FYI.

This story is over 5 years old.

Tech

Here's Why Emoji Can Break Apps

Emoji are all fun and games until they cause software problems.

Late last month, Laurie Stark, a growth editor at Upworthy, changed the nickname associated with her savings account to one that included an emoji. Her bank informed her that this broke their entire system. "They just called to let me know that they had to change my account name because it broke," Stark said on Twitter. (She declined to reveal the bank.)

I'm not saying it WAS me who texted this to @ajlobster but… it might have been me. https://t.co/35hnwmKJ3m
— Laurie Stark (@heylauriestark) May 24, 2016

Advertisement

About a year ago, after reporting on research about ways that hackers can track individuals using Bluetooth Low Energy profiles, I changed the name of my iPhone 5S to the nail polish emoji. I then tried to deposit a check into my bank account using the US Bank app on my iPhone, but it had stopped working. After spending time troubleshooting with tech support over the phone, an internet support specialist emailed me, asking me to ensure my device name (found on Settings->General->About on my iPhone) didn't have emoji. Once I changed it back to words, the app worked again. (US Bank's media representative did not respond to request for comment, but that same support specialist told me that the app was updated last fall, and can now read device names with emoji.)

We're not the only people who have had trouble. Anne Van Kesteren, who works on web standards for Mozilla, once renamed his Wi-Fi router network the turtle emoji. At the time he was using a smart kettle (before disconnecting it due to security concerns), but was unable connect because of the emoji name of the Wi-Fi network.

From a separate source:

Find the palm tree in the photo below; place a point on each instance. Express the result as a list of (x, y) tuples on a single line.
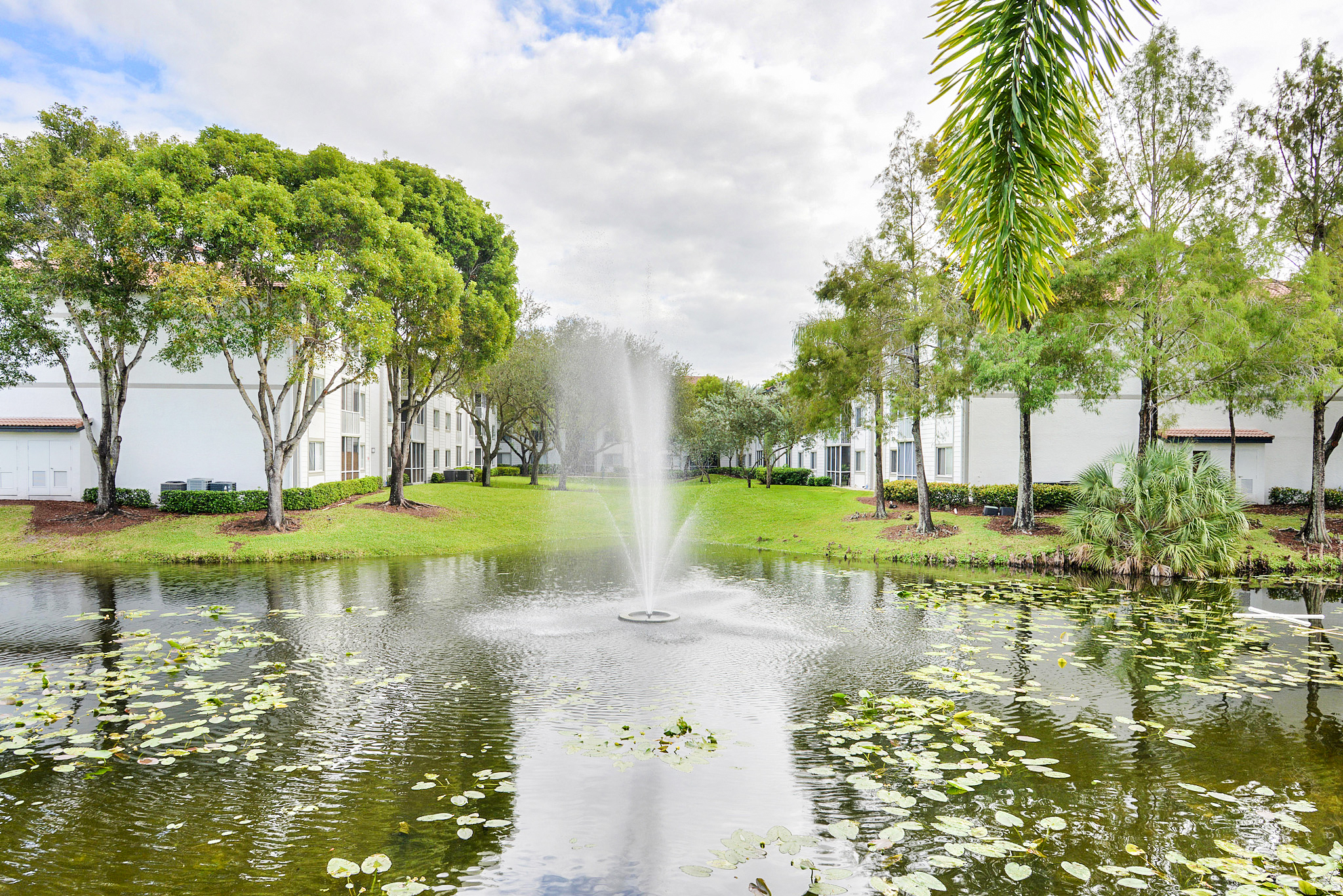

Banking tips pic.twitter.com/8Q90f056EZ
— Anna Marquardt (@ajlobster) May 24, 2016

So why can't some apps read emoji? It has to do with the representational systems used to represent characters in computers. "Back in ancient (1960s) times, we used pretty much two 8-bit representational systems: ASCII (American Standard Code for Information Interchange) and EBCDIC (Extended Binary Coded Decimal Interchange Code)," David Gewirtz, who teaches programming at UC Berkeley, said in an email. "These are both 8-bit coding systems, which means you can have a total of 256 character variations—and that has to handle characters for EVERYTHING." In addition, said Gewirtz, most ASCII characters were implemented in 7-bit, and the 8th bit was saved for things like diacritical marks such as ë or é. (While we can't use emoji without breaking apps, many people can't even enter their own names. In fact, I was unable to change my bank account nickname to a phrase with one of these letters.)

You can only store 128 characters in a 7-bit number, and that's not much: 52 of those are used for lowercase and uppercase letters. Numbers, punctuation, and other symbols would quickly fill up the additional 66. "That doesn't work for a lot of the Asian languages like Chinese or Japanese, that have at least 3000 characters or so in daily use and go up to like 60,000 if you include all the ones that are less often used," said Anne Van Kesteren.

This led to the birth of Unicode, which allows for more bits per character, and makes room for thousands more character (including emoji) represented as a single character. Unicode is more difficult to write than ASCII, though, and Gewirtz points out that it requires libraries that don't always work correctly, so things break.

Unicode isn't a cure-all, and sometimes can't render a stream of data to a correct symbol (and so uses the replacement symbol), in addition to potential security issues and attacks. But at least we can use emoji or non-ASCII symbols in our usernames.